Ainsi secondé, Selig déploie la sienne, souverainement, avec l’homogénéité et la constance qui sont siennes. Profonde est cette basse, de voyelles est fait son chant : que le propos s’accélère, que le rythme se presse, que les phrasés se resserrent, et le timbre doit céder un peu de sa richesse. Par bonheur, les mélodies sur la mort sont très rarement écrites prestissimo, et le bouquet sélectionné favorise les grandes lignes et les longues phrases, cette « horizontalité » que Selig a dans la voix. Horizontalité qui à aucun moment n’est synonyme de platitude : au contraire, elle donne tout son relief aux dernières phrases, sentencieuses autant que caressantes, de « Der Tod und das Mädchen ». Elle est, toujours chez Schubert, la forme de hauteur tragique entendue dans « Prometheus » et dans « An den Tod », en même temps que la funeste animation qui éclairent d’une pâle lueur « Totengräbers Heimweh » et « Der Wanderer ». Quelle réussite quand un chanteur peut dérouler un programme si monolithique sans plomber le récital en recouvrant chaque morceau de la même expressivité inerte et lasse ! Ce que Franz-Josef Selig promet dans Schubert, il le tient avec des Wolf libres et sans apprêts : « Alles endet was entstehet » est un fil retenant le souffle de celui qui le sent prêt à se rompre, et les « Harfenspieler », névrosés, extravertis, diffusent un désespoir profus qui n’est ni sans délices ni sans complaisance. Ils montrent la voie, en somme, aux Chants et danses de la mort, préliminaires à la prochaine reprise de Khovantchina à Bastille. Car Moussorgsky, dans ce cycle, met la mort en scène, avec des détails dont la précision (de l’agonie de l’enfant dans la « Berceuse » initiale au champ de bataille gorgé de cadavres dans le « Feld-maréchal » conclusif) touche à la cruauté, si bien que beaucoup des chanteurs qui s’y mesurent doivent aller de Charybde en Scylla, pris dans un choix difficile entre un expressionnisme Grand-Guignol ou une sobriété placide. Franz-Josef Selig semble de prime abord se rallier à cette dernière option : les Chants commencent plus posés qu’épouvantables, s’y dessine une mort qui paraît moins assassine que calculatrice. Mais s’insinue, doucement, une volupté malsaine qui va crescendo d’un bout à l’autre du cycle, et qui lui rend ce qu’il a de plus sinistre et de plus dérangeant.

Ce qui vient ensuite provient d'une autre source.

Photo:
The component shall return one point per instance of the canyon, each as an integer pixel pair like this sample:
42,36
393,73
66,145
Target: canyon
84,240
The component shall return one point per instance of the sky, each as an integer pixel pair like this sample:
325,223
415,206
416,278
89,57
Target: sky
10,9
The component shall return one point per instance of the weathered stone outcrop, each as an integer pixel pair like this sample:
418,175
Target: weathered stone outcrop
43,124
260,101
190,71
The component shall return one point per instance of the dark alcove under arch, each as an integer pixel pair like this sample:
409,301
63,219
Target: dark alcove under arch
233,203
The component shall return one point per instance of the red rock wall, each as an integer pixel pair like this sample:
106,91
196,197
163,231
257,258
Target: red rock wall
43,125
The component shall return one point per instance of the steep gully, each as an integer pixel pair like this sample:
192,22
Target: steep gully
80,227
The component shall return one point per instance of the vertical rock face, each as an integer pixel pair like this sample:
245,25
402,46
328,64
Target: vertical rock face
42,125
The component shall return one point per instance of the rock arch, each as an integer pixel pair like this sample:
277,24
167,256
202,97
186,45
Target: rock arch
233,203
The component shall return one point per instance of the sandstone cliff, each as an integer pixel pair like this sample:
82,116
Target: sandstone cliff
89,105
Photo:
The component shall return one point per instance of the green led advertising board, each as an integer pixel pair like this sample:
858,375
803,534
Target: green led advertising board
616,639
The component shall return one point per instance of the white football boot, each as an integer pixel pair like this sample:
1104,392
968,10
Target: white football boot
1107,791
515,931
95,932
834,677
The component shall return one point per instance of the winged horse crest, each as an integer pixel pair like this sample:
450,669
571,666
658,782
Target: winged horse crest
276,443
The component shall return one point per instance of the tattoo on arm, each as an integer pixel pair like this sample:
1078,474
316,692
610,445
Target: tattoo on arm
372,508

En bis, l’apaisement s’imposait : un « Wandrers Nachtlied » impressionnant de concentration et d’intériorité ne met pas plus de quelques notes à y parvenir. Dans un Amphithéâtre-Bastille qui n’aura jamais aussi bien porté ses faux airs de funérarium, mais où l’on voit souvent des concerts passionnants, le public est lui bien vivant pour acclamer les protagonistes d’une soirée dont on ressort étonnamment heureux.